This is a project about object detection from aerial imagery using open data from OpenStreetMap (OSM) project as massive training data and areal imagery, wordwide or local. This project has been formerly known as "OSM-Crosswalk-Detection"; now ot's called OSMDeepOD, pronounced "OSM Deep 'Oh 'Dee"!

Keywords: Big Data; Data Science; Data Engineering; Machine Learning; Artificial Intelligence; Neuronal Nets; Imagery; Volunteered Geographic Information; Crowdsourcing; Geographic Information Systems; Infrastructure; Parallel Programming.

Introduction

OSM-Crosswalk-Detection is a highly scalable image recognition software for aerial photos (orthophotos). It uses the open source software library TensorFlow, with a retrained Inception V3 neuronal network, to detect crosswalks along streets.

This work started as part of a semester thesis autumn 2015 at Geometa Lab, University of Applied Sciences Rapperswil (HSR).

Overview

Marcitecture

Process

Detection-Example1

Getting Started

Prerequisites

  • Python

    At the moment, we support python 3.x

  • Docker

    In order to use volumes, I recommend using docker >= 1.9.x

  • Bounding Box of area to analyze

    To start the extraction of crosswalks within a given area, the bounding box of this area is required as arguments for the manager. To get the bounding box the desired area, you can use https://www.openstreetmap.org/export to select the area and copy paste the corresponding coordinates. Use the values in the following order when used as positional arguments to manager: left bottom right top

Usage

The simplest way to use the detection process is to clone the repository and build/start the docker containers.

git clone https://github.com/geometalab/OSM-Crosswalk-Detection.git
cd OSM-Crosswalk-Detection/dockerfiles/
sudo python docker_run.py -r -d

After the previous shell commands you have started a redis instance for data persistance and a container for the detection process. Now you should be connected to a tty of the crosswalk_detection container. If you have a nvida GPU and nvidia-docker installed the detection algorithm will automatically use this GPU1.

To start the detection process use the src/role/main.py2 script.

  1. Use the manger option to select the detection area and generate the jobs stored by the redis instance
python3 main.py --redis 172.17.0.25 --port 40001 --pass crosswalks manager 9.345101 47.090794 9.355947 47.097288 --tag junction roundabout --search roundabout --no_compare --zoom_level 17 --orthofoto other

The default settings of --tag, --search, and --zoom_level are for crosswalk detection. The parameter '--orthofoto' is for the image source.

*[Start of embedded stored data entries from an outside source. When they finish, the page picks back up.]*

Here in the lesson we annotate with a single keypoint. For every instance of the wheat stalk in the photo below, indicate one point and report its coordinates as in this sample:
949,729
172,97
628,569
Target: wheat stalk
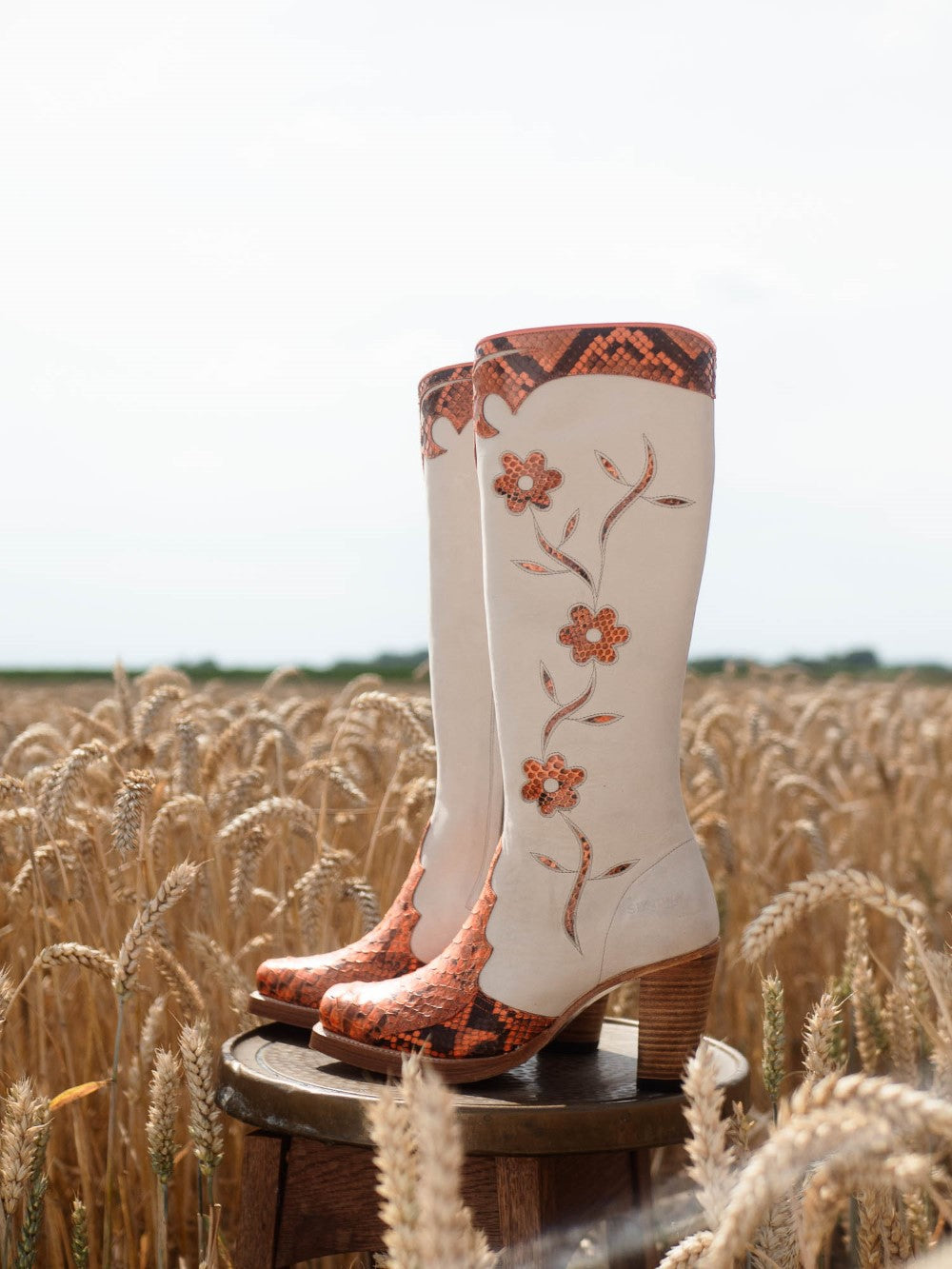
803,896
169,894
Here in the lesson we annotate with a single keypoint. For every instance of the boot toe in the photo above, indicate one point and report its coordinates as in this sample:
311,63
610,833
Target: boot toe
293,980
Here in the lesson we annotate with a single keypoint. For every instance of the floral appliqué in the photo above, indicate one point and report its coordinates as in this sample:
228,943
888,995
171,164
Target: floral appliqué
527,483
593,633
551,783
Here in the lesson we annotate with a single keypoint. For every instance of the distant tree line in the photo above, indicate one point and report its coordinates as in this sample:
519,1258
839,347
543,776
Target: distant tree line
403,666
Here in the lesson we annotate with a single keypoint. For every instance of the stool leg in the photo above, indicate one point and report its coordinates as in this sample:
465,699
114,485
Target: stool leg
262,1196
630,1238
520,1183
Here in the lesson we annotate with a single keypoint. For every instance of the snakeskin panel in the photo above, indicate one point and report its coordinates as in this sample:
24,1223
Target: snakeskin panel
445,393
440,1009
381,953
513,365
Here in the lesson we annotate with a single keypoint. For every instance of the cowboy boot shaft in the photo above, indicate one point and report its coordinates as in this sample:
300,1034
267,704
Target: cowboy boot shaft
596,465
446,877
467,806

  1. Start the detection algorithm. The results are also stored by the redis instance.
python main.py --redis 127.0.0.1 --port 40001 --pass crosswalks jobworker
  1. Collect the results in a simple JSON file.
python main.py --redis 127.0.0.1 --port 40001 --pass crosswalks resultworker

If you have execute the result worker in the docker container you can move the crosswalks.json file to the /crosswalk/ directory which is map to your host.

Own Orthofotos

To use your own Orthofotos you have to do the following steps:

1. Add a new directory to src/data/orthofoto
2. Add a new module to the directory with the name: 'your_new_directory'_api.py
3. Create a class in the module with the name: 'Your_new_directory'Api   (First letter needs to be uppercase)
4. Implement the function 'def get_image(self, bbox):' and returns a pillow image of the bbox
5. After that you can use your api with the parameter --orthofots 'your_new_directory'

If you have problems with the implementation have a look at the wms or other example.

Dataset

During this work, we have collected our own dataset with swiss crosswalks and non-crosswalks. The pictures have a size of 50x50 pixels and are available by request.

Crosswalk Examples

Picture 3: Crosswalk Examples

No-Crosswalk Examples

Picture 4: No Crosswalk Examples

Links

Notes

1: The crosswalk_detection container is based on the nvidia/cuda:7.5-cudnn4-devel-ubuntu14.04 image, may you have to change the base image for your GPU. 2: For more information about the main.py use the -h option.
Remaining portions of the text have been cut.